Cette partition à la fois grandiose et intime, écrasante et diaphane, est sans doute celle qui reflète le mieux la personnalité du maestro coréen, démiurge face aux membres de son orchestre et pourtant si réservé à la ville. Sa direction vibrante et d'une sensibilité extrême décuplée par la puissance des lieux, sert au plus près le regard posé par Verdi sur la religion catholique, lui le grand agnostique. Chung fait preuve d'un immense respect face à cette fresque musicale qui appelle au recueillement, à la recherche de la paix devant la mort, mais où ne cesse de gronder la révolte, martelée par les assauts répétés du Dies irae qui mêle tout ensemble la rage et l'angoisse. Admirable d'élégance, de transparence et de contrôle dans les grands tutti, comme dans les sections chorales ou les soli, d'une beauté ascétique, la battue de Chung allie clarté des plans sonores et allègement de la masse orchestrale au service du plateau vocal, d'un merveilleux équilibre.

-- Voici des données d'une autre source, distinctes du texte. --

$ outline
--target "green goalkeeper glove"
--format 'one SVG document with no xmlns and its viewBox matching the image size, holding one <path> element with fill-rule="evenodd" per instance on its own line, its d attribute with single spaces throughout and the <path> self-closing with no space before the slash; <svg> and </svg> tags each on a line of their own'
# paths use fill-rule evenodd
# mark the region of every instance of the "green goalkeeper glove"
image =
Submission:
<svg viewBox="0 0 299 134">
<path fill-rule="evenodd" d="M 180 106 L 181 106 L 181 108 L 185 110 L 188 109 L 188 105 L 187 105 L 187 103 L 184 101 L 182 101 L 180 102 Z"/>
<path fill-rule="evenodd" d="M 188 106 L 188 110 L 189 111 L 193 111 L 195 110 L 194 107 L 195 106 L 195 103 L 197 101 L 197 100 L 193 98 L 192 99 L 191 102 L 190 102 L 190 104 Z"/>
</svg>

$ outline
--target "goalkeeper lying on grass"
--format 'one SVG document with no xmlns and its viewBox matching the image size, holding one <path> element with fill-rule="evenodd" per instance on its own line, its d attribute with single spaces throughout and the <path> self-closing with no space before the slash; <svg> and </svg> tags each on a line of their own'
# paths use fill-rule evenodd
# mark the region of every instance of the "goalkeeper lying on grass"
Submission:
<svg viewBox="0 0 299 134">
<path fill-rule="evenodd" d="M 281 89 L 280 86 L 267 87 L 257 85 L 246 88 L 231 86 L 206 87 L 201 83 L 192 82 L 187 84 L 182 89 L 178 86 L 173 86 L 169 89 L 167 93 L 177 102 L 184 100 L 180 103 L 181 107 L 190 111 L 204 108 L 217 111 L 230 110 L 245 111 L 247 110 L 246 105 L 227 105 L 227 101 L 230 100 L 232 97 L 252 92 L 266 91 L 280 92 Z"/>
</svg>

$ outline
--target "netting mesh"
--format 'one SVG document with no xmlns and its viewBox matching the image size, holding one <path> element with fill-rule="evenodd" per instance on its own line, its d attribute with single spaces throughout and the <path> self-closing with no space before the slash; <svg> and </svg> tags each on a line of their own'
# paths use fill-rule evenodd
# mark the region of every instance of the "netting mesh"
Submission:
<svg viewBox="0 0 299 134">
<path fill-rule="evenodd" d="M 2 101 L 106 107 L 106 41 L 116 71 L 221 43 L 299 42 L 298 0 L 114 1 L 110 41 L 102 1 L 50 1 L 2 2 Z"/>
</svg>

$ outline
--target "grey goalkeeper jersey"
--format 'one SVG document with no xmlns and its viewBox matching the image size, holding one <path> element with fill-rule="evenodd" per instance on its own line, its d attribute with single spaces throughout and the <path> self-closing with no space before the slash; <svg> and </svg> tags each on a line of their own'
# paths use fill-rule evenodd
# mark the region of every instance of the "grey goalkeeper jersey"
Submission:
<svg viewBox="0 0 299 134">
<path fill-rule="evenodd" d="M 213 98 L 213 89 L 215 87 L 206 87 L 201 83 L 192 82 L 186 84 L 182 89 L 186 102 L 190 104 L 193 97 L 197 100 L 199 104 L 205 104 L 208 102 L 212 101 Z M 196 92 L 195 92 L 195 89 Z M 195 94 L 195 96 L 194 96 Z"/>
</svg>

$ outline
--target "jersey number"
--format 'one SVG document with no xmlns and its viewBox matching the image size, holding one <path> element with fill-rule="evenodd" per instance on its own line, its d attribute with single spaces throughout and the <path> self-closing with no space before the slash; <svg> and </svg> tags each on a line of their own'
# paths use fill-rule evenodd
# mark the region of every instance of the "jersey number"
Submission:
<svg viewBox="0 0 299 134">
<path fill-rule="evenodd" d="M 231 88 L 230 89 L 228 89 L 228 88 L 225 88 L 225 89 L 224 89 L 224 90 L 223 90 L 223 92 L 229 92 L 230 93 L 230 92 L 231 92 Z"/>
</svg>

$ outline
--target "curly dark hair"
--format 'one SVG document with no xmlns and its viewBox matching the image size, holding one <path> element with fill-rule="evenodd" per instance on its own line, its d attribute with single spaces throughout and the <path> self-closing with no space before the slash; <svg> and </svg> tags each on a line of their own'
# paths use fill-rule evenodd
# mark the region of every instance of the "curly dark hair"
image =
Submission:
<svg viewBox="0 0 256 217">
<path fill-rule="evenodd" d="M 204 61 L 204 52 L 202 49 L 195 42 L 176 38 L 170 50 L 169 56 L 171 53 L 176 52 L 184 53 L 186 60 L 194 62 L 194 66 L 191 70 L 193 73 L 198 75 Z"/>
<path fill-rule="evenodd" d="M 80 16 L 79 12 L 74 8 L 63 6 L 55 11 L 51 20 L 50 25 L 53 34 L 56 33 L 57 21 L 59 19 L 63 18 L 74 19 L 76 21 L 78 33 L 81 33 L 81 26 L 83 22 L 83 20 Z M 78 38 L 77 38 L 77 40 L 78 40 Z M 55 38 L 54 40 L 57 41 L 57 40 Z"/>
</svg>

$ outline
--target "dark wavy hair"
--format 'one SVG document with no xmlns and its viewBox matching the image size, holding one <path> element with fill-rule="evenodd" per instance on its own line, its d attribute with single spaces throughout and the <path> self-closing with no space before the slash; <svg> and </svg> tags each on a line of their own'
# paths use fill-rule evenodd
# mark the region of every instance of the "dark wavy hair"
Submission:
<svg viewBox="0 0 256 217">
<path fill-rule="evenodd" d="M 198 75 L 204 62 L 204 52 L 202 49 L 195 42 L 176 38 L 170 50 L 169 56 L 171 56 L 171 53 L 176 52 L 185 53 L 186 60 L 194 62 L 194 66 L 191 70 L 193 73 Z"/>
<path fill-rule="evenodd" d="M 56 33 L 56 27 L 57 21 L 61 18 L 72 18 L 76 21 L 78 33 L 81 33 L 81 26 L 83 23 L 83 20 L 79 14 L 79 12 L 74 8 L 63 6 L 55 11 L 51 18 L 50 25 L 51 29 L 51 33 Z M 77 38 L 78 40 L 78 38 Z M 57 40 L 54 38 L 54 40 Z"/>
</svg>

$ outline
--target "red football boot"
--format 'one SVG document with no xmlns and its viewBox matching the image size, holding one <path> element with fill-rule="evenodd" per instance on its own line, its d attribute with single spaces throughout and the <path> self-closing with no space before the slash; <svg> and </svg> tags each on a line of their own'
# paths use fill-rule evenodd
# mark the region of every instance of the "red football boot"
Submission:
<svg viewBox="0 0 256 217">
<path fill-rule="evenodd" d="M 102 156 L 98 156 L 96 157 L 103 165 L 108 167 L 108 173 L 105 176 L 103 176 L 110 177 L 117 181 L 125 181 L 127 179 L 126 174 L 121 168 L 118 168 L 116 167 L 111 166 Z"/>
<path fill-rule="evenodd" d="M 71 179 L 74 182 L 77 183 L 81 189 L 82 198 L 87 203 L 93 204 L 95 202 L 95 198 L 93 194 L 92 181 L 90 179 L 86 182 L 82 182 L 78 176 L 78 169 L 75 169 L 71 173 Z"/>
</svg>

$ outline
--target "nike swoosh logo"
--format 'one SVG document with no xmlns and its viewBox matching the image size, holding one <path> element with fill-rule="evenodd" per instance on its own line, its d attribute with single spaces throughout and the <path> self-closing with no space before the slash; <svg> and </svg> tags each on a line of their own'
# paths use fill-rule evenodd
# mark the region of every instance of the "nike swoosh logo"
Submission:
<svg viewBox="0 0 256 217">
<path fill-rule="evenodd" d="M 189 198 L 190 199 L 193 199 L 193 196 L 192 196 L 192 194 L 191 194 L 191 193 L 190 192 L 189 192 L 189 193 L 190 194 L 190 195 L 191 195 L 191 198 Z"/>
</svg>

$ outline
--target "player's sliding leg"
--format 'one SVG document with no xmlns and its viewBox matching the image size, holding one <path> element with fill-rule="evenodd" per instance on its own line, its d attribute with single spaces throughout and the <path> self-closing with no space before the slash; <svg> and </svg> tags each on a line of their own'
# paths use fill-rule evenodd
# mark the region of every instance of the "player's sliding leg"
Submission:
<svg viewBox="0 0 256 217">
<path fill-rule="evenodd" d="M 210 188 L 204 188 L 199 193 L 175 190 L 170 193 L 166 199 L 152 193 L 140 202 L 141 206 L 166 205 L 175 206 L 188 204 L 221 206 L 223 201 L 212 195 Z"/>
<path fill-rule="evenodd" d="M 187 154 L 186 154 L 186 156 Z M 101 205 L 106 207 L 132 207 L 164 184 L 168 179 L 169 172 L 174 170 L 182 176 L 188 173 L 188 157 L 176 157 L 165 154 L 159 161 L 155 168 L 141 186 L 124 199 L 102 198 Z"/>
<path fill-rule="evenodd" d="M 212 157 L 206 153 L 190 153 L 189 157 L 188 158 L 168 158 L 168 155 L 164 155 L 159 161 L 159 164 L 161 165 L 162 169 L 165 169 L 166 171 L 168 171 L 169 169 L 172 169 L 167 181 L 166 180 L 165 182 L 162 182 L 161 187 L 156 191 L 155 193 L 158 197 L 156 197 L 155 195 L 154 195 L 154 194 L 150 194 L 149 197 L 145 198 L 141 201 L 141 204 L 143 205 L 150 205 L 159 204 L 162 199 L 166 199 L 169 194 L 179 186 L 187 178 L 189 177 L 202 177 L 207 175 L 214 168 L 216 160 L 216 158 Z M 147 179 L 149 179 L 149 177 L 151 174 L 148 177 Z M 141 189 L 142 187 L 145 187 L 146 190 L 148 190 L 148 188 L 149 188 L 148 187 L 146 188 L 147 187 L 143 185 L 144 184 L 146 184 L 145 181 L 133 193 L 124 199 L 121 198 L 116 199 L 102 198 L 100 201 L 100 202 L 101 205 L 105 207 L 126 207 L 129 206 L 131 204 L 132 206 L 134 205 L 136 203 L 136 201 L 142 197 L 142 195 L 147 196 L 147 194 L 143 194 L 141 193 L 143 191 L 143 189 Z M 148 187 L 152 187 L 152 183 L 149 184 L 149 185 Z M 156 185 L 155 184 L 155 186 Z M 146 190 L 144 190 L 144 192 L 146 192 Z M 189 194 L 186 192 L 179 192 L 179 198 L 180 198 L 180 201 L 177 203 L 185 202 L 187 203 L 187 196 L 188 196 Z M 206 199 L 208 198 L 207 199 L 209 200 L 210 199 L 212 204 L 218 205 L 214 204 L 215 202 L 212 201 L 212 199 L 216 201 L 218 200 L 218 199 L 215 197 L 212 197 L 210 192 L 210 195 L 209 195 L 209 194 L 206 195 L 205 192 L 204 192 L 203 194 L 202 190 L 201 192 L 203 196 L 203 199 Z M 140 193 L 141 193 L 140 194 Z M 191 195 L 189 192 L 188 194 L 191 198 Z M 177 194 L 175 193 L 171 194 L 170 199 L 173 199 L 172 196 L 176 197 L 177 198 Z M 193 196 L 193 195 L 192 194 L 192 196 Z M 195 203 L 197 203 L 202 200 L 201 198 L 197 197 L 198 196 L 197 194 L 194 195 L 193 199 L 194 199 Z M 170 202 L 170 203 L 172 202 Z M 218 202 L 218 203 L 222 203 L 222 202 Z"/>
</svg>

Choisi pour sa cohérence et sa complémentarité, ce quatuor admirablement enchâssé dans l'édifice, surprend par sa singularité. Bien qu’assorti, uni aux autres pour composer une fine marqueterie, chaque timbre conserve son individualité. Avec le temps, le baryton-basse Michele Pertusi a gagné en maturité, en rondeur et en autorité, ayant acquis un mordant très appréciable, notamment lors du Confutatis. Le timbre de Charles Castronovo reconnaissable par sa limpidité et ce léger dépôt fuligineux, associé à une élocution solaire appuyée sur de belles nuances, illumine la partie réservée au ténor. Au crédit de la jeune mezzo arménienne Varduhi Abrahamyan, une voix chaude d'une belle couleur sombre, un phrasé onctueux, un instrument posé et une interprétation sans aucun effet, d'une discrète sobriété, aussi juste dans le noir Liber scriptus que dans l'élégiaque Agnus Dei en duo avec la soprano.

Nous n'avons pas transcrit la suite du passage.